Come now, you're not allowed to complain both that the names are confusing, and also that more terminology should be used.


Almost every programmer will have learned what a boolean condition is. Hence me bringing it up as a default explanation for something that's true or false.

"It's a conditional like what you evaluate in an If-Then statement."

"Oh yeah, I see what you're saying."


>"A recursive function is a function that calls itself inside its own definition."

>That's a recursive definition lol.

No it isn't? I'm not really sure why you think it is?

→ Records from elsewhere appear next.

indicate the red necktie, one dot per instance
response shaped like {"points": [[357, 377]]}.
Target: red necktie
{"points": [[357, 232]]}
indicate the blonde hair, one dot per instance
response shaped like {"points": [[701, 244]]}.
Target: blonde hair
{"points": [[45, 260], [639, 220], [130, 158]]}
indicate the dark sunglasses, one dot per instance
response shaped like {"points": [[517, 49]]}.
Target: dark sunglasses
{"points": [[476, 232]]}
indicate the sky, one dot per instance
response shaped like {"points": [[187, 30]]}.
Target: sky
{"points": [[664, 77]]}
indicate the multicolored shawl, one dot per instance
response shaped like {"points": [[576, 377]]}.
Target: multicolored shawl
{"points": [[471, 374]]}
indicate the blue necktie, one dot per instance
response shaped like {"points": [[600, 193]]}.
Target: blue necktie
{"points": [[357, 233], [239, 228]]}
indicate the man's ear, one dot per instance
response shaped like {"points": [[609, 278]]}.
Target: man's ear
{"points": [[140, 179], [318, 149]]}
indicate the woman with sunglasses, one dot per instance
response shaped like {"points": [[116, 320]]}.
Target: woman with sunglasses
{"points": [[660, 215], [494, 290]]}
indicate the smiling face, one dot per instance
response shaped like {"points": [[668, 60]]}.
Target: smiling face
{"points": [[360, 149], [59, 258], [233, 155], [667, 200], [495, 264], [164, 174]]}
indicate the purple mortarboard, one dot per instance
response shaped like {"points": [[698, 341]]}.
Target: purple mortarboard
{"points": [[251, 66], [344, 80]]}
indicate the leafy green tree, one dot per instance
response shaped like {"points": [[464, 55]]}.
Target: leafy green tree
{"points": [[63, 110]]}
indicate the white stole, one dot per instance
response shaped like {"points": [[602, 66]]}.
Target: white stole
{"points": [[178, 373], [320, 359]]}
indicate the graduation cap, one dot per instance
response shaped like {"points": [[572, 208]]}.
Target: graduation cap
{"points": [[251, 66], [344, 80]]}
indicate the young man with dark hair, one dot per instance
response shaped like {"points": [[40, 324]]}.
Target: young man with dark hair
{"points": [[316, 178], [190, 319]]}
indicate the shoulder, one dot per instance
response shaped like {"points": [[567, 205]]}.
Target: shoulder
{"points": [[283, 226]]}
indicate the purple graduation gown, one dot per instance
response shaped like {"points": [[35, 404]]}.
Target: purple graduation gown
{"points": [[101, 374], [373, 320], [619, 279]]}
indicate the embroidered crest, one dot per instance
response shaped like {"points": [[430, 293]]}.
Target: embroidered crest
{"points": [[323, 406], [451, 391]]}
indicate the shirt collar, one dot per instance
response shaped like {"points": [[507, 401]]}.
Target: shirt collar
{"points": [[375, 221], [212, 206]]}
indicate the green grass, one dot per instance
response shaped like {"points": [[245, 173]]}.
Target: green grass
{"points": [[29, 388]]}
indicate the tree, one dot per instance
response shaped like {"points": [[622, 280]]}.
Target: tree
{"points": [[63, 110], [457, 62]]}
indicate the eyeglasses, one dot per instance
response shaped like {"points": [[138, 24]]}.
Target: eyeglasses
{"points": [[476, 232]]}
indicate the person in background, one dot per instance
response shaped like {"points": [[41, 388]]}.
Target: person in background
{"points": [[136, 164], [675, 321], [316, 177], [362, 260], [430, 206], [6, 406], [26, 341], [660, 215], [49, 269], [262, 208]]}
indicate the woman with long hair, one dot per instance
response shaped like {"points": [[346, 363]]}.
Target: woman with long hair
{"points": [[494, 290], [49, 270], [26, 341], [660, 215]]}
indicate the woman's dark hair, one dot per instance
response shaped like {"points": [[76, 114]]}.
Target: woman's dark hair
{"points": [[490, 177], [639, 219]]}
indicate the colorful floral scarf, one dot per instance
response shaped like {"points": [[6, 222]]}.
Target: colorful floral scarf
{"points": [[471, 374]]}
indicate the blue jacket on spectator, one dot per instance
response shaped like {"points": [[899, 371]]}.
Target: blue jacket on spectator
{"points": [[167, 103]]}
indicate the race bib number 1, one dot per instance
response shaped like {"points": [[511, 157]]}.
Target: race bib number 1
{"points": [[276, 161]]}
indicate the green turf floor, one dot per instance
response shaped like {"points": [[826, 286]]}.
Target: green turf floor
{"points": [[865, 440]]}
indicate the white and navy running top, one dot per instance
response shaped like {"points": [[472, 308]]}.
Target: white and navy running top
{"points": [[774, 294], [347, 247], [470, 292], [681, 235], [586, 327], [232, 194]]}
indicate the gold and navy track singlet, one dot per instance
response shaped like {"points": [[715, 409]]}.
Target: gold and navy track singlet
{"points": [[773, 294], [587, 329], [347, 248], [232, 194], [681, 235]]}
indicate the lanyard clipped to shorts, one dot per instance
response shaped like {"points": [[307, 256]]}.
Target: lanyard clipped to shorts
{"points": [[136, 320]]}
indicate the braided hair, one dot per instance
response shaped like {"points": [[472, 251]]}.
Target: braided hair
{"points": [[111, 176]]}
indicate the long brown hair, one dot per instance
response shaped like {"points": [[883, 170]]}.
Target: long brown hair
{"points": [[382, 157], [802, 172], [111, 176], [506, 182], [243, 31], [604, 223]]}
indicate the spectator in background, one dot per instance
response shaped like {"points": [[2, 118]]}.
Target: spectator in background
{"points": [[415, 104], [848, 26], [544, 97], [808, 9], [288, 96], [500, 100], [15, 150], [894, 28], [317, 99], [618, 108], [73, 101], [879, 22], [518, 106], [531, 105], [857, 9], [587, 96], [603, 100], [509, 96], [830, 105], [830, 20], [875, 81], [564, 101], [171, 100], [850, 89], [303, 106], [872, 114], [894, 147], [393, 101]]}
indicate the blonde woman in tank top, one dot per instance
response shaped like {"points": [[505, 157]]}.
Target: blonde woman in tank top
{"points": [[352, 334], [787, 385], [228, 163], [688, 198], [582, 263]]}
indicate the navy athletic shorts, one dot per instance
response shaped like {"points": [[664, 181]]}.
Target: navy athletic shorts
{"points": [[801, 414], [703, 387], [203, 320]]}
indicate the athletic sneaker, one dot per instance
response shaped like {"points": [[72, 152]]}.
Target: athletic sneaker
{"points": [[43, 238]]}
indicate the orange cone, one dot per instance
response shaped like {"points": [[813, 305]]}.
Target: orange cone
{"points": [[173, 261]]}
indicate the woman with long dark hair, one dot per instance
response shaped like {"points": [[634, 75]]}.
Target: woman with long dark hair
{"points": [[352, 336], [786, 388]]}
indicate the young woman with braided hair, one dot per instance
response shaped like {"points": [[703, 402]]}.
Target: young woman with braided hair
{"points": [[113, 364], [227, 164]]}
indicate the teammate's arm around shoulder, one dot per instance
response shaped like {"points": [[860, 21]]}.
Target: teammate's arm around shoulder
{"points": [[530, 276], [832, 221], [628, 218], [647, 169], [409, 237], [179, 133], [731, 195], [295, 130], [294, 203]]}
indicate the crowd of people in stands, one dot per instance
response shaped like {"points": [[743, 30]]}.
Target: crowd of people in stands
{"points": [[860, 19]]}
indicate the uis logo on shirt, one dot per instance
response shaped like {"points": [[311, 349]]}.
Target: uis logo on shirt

Let me change it slightly so you can see how some might see it if no background in recursion:

"a type of function's whose definition is it calls itself in its own definition."

Most people's problem is they don't understand the concept. Such a definition just confuses them more as they try to wrap their head around what they visualize a circular or looping logic. It's the kind of thing best to define with examples. Even those usually don't teach why people would go through the trouble. The Thinking in Scheme people went further to write a whole book to teach the subject.